Domingo segundo del tiempo ordinario
Escrito por Toni Catalá SJ
Juan Bautista bautizaba con agua para purificar y preparar al pueblo para el juicio inminente. Jesús nos bautiza con Espíritu Santo, nos sumerge en “la fuente de mayor consuelo” (Secuencia de Pentecostés [SP]), para liberarnos de todo mal y llevarnos a la Fuente de la Vida. El nuevo bautismo es arraigar la vida en la libertad de hijas y de hijos del Dios Vivo. No hemos recibido un espíritu de temor, nos dirá San Pablo, los temores constriñen y paralizan la vida, sino un espíritu que siempre viene en auxilio de nuestra debilidad, espíritu que es “gozo que enjuga las lágrimas y reconforta en los duelos” [SP] espíritu que nos abre a la vida.
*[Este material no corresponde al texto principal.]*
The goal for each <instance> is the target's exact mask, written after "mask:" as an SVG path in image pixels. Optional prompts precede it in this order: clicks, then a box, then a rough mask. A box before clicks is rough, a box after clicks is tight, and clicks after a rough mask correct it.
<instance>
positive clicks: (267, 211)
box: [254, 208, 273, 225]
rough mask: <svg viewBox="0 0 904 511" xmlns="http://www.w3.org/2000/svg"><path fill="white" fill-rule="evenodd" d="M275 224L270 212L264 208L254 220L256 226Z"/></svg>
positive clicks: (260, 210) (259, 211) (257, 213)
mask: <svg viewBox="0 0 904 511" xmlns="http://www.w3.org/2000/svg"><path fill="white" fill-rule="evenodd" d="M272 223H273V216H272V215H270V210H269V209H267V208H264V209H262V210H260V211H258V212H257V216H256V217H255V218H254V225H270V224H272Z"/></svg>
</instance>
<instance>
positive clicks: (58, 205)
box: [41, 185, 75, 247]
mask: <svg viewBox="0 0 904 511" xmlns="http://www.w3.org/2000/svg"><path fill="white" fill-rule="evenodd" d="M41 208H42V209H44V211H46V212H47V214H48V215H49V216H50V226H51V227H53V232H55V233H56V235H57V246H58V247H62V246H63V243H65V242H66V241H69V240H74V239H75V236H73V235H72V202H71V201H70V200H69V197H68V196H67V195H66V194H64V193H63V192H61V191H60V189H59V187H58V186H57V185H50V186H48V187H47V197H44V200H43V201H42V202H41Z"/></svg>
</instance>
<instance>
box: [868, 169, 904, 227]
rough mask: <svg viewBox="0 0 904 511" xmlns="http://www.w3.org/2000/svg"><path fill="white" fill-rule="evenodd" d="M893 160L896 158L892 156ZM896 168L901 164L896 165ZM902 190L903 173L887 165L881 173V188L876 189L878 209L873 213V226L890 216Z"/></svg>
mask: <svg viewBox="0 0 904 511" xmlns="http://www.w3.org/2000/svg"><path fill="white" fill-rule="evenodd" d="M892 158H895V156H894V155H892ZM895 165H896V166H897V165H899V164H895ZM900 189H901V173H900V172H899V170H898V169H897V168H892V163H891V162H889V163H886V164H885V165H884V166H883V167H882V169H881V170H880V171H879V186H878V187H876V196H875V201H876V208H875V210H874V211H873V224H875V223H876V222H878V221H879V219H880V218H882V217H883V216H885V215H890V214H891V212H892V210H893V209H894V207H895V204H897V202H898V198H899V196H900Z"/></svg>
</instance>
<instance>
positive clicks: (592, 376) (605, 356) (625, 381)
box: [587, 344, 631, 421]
Este segundo domingo del tiempo ordinario el evangelio que proclamamos es otra vez una vuelta sobre todo lo que aconteció en el Bautismo y en la relación de Jesús con Juan Bautista, pero desde la perspectiva y experiencia de la comunidad del apóstol Juan. Decíamos el domingo pasado que para esta comunidad ya han pasado muchos años de vivencia eclesial y comunitaria. Ahora caen en la cuenta de que ese Jesús, que fue bautizado con agua por el bautista, es ahora él quien nos bautiza, nos entrega, nos sumerge, en el ámbito del Compasivo, de la Trinidad Santa, del Implicado en nuestra historia de alegrías y duelos. Ese ámbito en el Santo Espíritu es ese “no se qué que queda balbuciendo” (Juan de la Cruz) cuando nos sentimos queridos en la raíz de nuestro ser criaturas agraciadas.
Ya no nos sumergimos en aguas purificadoras sino es ahora el Santo Espíritu el que se sumerge en nosotros “para llenar nuestro vacío, para sanar nuestros corazones enfermos, para dar calor de vida en el hielo de nuestros corazones y de nuestro mundo tantas veces frio e inhóspito” [SP]. Este espíritu es el don en el que nos movemos, existimos y somos, que podemos percibir y que podemos y debemos dejarnos conducir por él.
El don del Espíritu del Señor Jesús es nuestras vidas siempre es un profundo sentimiento de paz, alegría y consuelo hondo. Este Espíritu tan sólo quiere nuestro bien, tan sólo quiere que tengamos vida y vida en abundancia. La turbación, la falta de tranquilidad interior, el miedo, la pusilanimidad, la fijación obsesiva y “neurótica” a las normas, olvidando que estas siempre son la expresión de valores que son los que tenemos que vivir con libertad, no son del Santo Espíritu, sino como diría San Ignacio del mal espíritu, del espíritu de mentira y autoengaño.
Vivir como “bautizados con Espíritu Santo” supone adiestrarnos en el “discernimiento de espíritus”, adiestrarnos en percibir en que es lo de Jesús y que es lo del “mundo” y la mejor manera de hacerlo en este momento litúrgico del tiempo ordinario es estar atentos a cómo se sitúa Jesús por los caminos de Galilea: qué dice, qué hace, sin darlo por sabido, estando a la escucha, acompañándolo, contemplando, deseando que nos contagie sus sentimientos, no metiendo el yo por en medio sino dejando que él entré en nosotros. Esto no es asunto de voluntarismos sino de sencillez de corazón para dejarnos invadir por su Santo Espíritu.